Termination: Even better than the real thing?
Thanks to the wonders of AV technology I get perfect sound, high-definition vision and cheap booze all in the best seat in the house… no not that seat
Text: / Graeme Hague
What would you prefer to see and hear: the real thing or the whole thing? We drew straws and my wife got to go to a Sting concert this weekend, part of his Symphonicity tour being held at a winery just outside of Perth (three hours away for us). It’s one of the perils of owning two large dogs, one of them big enough to steal the butter off the top of the fridge. You can never find acceptable kennels and your friends and relatives mysteriously stop answering the phone when word gets around you’re looking for someone to babysit the furry kiddies. So while my beloved is quaffing litres of chardonnay and throwing her undies at Mr Sumner, my fate will be to stay home and watch the Sting show on some DVD release later – on my wide telly playing through the loud stereo (a 5.1 mix please, Gordon) with a bucket of iced beers and a mountain of potato chips. Which means thanks to the wonders of AV technology I get perfect sound, high-definition vision and cheap booze all in the best seat in the house… no not that seat.
Yep, my wife pulled the short straw and lost – she had to go.
SIMULTANEOUS OR SIMULATION?
Okay, now we smash-cut to an event happening in a few weeks. The West Australian Opera is performing Donizetti’s The Elixir of Love in the Supreme Court Gardens in Perth with the WA Symphony Orchestra providing the grooves. At the same time in Bunbury, roughly 150km south, the opera will be ‘simulcast’ through a live feed on a huge outdoor screen at the local soundshell, complete with a zillion megawatt PA system providing – one would assume – a dedicated stereo submix of the concert. I’ve been threatened with the job of looking after the audio feed, a simple enough task, except that after 20 years in backstage theatre you only have to hum a few bars of ‘I Am The Very Model Of A Modern Major General’ and I get very, very twitchy indeed.
It’s worth arguing over who is getting the better deal here, too. The audience in Perth will feel obligated to peer at tiny figures on a distant stage while the sound will be pummelled from pillar to post by the elements. In fact, I bet it rains. Once seated, the concert-goers can’t move in case they distract the performers, plus there’s always the risk of copping a crusty bread roll in the back of the head from disgruntled folks at the back… not much fun really. Actually, that’s not much fun in Italian with English sur-titles – why the hell don’t they just sing it in English?

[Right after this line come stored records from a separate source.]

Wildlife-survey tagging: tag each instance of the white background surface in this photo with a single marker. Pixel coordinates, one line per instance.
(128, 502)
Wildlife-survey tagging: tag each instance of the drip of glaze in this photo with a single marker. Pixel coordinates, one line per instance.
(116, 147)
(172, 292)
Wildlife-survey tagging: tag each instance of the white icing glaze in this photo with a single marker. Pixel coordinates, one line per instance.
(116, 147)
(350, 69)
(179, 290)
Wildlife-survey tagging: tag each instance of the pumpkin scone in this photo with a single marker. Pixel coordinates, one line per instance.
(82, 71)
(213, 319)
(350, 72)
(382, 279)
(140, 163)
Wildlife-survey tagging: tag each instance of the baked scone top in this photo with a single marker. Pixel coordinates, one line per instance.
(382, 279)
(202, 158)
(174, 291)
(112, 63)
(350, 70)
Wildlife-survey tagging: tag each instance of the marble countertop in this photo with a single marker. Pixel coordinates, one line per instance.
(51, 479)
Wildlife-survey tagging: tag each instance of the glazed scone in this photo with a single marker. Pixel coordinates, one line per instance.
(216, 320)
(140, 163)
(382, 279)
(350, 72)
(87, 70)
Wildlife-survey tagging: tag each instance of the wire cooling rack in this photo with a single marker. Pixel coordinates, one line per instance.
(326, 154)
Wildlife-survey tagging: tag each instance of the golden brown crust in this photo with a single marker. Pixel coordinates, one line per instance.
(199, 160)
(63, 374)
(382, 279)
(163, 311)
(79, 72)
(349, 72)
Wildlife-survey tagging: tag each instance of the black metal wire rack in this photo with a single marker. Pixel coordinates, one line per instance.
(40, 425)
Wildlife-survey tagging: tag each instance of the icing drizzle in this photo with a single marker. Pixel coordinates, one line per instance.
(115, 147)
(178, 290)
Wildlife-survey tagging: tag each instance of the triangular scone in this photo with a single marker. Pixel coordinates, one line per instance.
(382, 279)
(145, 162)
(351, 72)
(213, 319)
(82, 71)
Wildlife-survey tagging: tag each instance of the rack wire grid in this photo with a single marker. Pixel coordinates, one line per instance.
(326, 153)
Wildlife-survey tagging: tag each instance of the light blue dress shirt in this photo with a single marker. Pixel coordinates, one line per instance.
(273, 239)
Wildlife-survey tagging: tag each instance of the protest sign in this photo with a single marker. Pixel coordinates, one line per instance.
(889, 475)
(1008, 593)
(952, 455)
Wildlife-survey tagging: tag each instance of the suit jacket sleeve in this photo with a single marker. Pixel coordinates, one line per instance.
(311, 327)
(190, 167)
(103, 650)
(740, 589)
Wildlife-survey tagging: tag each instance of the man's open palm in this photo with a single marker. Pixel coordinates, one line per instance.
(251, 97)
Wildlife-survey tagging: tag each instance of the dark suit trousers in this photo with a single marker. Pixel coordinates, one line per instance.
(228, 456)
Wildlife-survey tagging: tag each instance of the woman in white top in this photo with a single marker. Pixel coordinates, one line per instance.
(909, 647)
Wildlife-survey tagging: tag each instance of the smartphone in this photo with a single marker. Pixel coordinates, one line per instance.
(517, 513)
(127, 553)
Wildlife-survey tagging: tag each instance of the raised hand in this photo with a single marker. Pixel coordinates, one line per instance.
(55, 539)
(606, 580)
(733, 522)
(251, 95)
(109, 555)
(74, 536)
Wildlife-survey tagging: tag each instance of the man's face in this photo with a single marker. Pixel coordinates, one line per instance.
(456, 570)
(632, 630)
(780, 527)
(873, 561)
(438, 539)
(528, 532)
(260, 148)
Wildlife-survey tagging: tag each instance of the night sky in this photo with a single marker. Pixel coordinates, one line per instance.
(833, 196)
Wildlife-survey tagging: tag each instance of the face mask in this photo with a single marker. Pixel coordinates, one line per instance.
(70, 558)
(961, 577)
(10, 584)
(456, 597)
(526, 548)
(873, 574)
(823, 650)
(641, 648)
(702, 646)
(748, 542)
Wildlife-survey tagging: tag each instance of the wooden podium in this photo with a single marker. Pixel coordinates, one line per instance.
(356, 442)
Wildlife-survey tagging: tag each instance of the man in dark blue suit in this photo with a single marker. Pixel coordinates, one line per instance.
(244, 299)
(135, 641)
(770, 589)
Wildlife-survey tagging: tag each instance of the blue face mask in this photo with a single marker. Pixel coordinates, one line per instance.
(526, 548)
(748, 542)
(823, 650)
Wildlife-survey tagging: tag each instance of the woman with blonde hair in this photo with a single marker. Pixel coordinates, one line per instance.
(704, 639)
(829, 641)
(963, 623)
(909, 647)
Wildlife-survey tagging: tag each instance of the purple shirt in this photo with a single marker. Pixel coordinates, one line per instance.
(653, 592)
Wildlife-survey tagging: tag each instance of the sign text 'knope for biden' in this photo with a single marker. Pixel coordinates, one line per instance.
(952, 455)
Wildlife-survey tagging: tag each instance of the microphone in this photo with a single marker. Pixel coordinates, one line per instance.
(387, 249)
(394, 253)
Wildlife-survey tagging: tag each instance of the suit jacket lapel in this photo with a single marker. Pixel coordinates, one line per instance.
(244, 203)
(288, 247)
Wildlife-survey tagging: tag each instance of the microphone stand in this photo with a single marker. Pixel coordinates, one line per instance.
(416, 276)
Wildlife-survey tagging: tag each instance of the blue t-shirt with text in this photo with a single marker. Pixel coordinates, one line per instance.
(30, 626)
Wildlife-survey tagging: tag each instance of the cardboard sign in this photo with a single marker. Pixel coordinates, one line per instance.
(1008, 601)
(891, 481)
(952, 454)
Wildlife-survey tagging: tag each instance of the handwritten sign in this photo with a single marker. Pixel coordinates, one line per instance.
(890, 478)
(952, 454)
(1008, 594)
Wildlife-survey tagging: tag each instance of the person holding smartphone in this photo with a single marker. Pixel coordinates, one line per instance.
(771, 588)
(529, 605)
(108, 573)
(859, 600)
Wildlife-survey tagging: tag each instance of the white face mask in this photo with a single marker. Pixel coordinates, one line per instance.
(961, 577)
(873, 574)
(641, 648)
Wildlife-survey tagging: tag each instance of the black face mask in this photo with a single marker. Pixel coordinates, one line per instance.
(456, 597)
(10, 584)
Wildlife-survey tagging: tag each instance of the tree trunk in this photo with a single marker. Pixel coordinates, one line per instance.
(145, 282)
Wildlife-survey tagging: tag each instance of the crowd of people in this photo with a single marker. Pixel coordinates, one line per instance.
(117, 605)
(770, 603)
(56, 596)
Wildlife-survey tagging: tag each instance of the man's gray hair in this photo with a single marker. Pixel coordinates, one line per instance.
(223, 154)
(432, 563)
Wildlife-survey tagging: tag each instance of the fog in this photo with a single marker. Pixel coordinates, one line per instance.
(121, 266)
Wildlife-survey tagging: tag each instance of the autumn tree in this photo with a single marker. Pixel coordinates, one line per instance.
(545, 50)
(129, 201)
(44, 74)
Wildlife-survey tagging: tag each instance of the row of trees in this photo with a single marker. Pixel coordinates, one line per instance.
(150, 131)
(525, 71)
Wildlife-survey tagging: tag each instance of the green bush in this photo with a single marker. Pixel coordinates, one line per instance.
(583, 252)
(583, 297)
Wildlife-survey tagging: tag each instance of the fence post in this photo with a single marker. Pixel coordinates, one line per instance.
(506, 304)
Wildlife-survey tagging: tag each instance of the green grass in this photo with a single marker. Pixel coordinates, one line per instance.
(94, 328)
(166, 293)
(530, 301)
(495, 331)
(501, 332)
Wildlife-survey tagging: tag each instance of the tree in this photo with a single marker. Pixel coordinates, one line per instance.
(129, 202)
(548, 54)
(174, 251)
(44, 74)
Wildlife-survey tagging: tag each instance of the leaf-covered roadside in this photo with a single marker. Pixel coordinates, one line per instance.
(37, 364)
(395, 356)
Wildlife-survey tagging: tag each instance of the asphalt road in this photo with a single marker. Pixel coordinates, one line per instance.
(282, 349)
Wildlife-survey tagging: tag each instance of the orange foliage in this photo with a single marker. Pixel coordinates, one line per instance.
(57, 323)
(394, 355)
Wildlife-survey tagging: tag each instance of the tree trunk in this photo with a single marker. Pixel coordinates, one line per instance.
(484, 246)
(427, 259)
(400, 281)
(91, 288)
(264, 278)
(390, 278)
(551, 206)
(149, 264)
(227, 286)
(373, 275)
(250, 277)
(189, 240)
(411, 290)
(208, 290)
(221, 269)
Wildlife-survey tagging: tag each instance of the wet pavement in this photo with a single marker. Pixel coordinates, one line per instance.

Meanwhile the punters in Bunbury get full-screen, edited vision with zoom-ins to the singer’s tortured expressions and a loud, crystal clear stereo sound. They can move around, sneak off to the toilet for a fag halfway through an aria, the blokes can even swap a few fishing stories without being hushed by the missus – the SPL will be that impressive. You can’t do much about the wog lingo, but still it’s another victory for AV technology, you’d say.
There are some areas where AV is having a detrimental effect. Take tele-conferencing for example. Now, what would you rather do? Go to a conference in Las Vegas and check out the lap-dancers, the casinos, the mini-bar on the corporate credit card, the funny drinks with tiny umbrellas – okay, you’ll have to stick your head into the conference itself some time… or would you rather sit in the office boardroom and watch every lecture, see every Powerpoint presentation, hear every word, all streamed perfectly across the internet into a widescreen plasma on the wall? I know what your answer is and I’m guessing your boss is partial to the occasional lap-dancer, too. But the company bean-counters are going to have a different, more disappointing perspective. It’s a cruel, corporate world ruled by the almighty dollar. Damned teleconferencing! It’ll be the death of an age-old tradition – the pointless and expensive junket.
Seminar organisers have to rethink their strategies, too. It’s next to impossible to fill a seminar program with exciting, inspiring presenters. You’ll always have a duff speaker sometime. The thing is, in the past everyone still had to attend the mind-numbingly boring sessions in case you missed something important. Now, however, thanks to the omnipresent AV multi-camera and zoned audio feeds available in any venue worth its salt, you can watch the crap lectures from the bar. Brilliant! While you’re checking emails, writing notes and chatting up the cute waitress as well. Too bad about the empty auditorium seats – but hey, that’s what half-house curtains are for.
BETTER THAN A POKE IN THE EYE
So it’s back to the original question of what you’d prefer: the real thing or the whole thing? You’d have to agree that sometimes high-definition, hi-fidelity AV technology is making the data-streamed version a better experience than the live one. Just to prove it, I’m going to screen my Blu-ray of A Perfect Storm again tonight. Mind you, my wife’s going to tip buckets of freezing salt water over my head and slap me with rotting fish now and then as I watch. That’s only because we haven’t figured out a standardised data delivery format for that kind of stuff yet. I’m sure it’s only a matter of time.